JOUR 102 - Carnets de thèse, Tiphaine Rivière

Pour avoir observé de loin des ami.es se lancer dans les aventures labyrinthiques et kafkaïennes de la thèse, et écouté certaines des affres existentielles qu’ils rencontraient, j’étais sensibilisée au sujet de Carnets de thèse. Kafka, je mentionne Kafka : c’est d’à-propos, puisqu’il constitue le sujet de la thèse de Jeanne Dargan, héroïne de cette histoire.

Jeanne Dargan est donc enseignante en collège de ZEP lorsqu’elle apprend que le professeur qu’elle admire accepte de la prendre en thèse en littérature. Le seul hic : elle n’a pas obtenu de bourse et devra donc se financer seule. Pleine d’enthousiasme et d’optimisme, heureuse de partager sa joie avec son amoureux Loïc, elle décide de se lancer. Elle en est bonne pour trois années de recherche  - enfin trois ans, c’est ce qui est prévu du moins. Si tout se passe bien. Qu’est-ce qui pourrait aller de travers de toute manière ? …

….  Hmmm à peu près tout.

J’ai trouvé la narration de Tiphaine Rivière très drôle, et particulièrement son art de croquer des personnages secondaires qu’on a des chances d’avoir croisé au moins une fois en passant un peu de temps en fac.
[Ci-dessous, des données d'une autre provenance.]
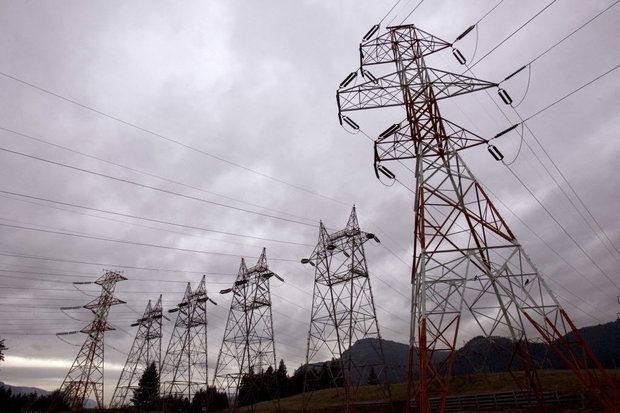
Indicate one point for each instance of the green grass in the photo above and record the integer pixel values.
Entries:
(561, 380)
Les doctorants désespérés de ne pas avoir de réponse ou retour de leur directeur.trice de thèse ; les directeurs.trices de thèse déespérés de parvenir à échapper aux assauts de leurs doctorant.es ; les secrétaires d’université dont la principale compétence semble être d’arriver à masquer qu’elle en a ;

 le petit ami qui tente d’être un soutien jusqu’au point de rupture ; et tous ces proches qui, sans être malveillants, n’y comprennent juste rien à ce bazar dans lequel le ou la malheureuse doctorants.e semble s’être fourré. Ce moment où la famille de l’héroïne, qui a toujours manifesté un ennui à peine dissimulé face à son sujet de thèse, se découvre une passion pour la recherche du doctorant en biologie qui, lui, a un « vrai travail » en laboratoire et mène des recherches qui peuvent « vraiment changer le monde » fait très mal sur la différence de perception entre les filières littéraires et scientifiques.
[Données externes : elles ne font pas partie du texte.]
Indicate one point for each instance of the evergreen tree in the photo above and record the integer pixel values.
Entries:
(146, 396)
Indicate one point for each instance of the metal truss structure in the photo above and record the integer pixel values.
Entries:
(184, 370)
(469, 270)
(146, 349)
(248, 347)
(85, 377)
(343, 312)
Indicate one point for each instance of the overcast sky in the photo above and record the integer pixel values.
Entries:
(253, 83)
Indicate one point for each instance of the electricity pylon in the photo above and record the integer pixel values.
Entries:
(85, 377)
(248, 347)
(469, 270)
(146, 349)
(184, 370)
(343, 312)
Des tourments psychologiques quasi-pathologiques que traversent les doctorant.es aux considérations politiques et sociales derrière l’état de la recherche en France, l’autrice brosse un portrait très convaincant d’un parcours de thésard. J’aime beaucoup ses métaphores visuelles qui, si elles sont assez classiques (se jeter à l’eau d’une présentation orale, ou encore la cathédrale du plan de thèse) sont à la fois efficaces visuellement et narrative ment. Les évolutions du plan de la cathédrale notamment sont très chouettes.
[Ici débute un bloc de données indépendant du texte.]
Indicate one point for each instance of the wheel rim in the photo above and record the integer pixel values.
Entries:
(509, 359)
Drôle, mordant et bien vu, à faire lire évidemment à un thésard dans la tourmente (même s’il connaît déjà probablement les blogs et Tumblr cathartiques) et peut-être aussi à ses proches pour les aider à comprendre.

G.C.

Carnets de thèse, Tiphaine Rivière. Le Seuil. 2015

Après trois ans de thèse de littérature et un travail administratif au sein de école doctorale d’une grande université parisienne, Tiphaine Rivière a ouvert un blog illustré, « Le bureau 14 de La Sorbonne », et a choisi la bande dessinée.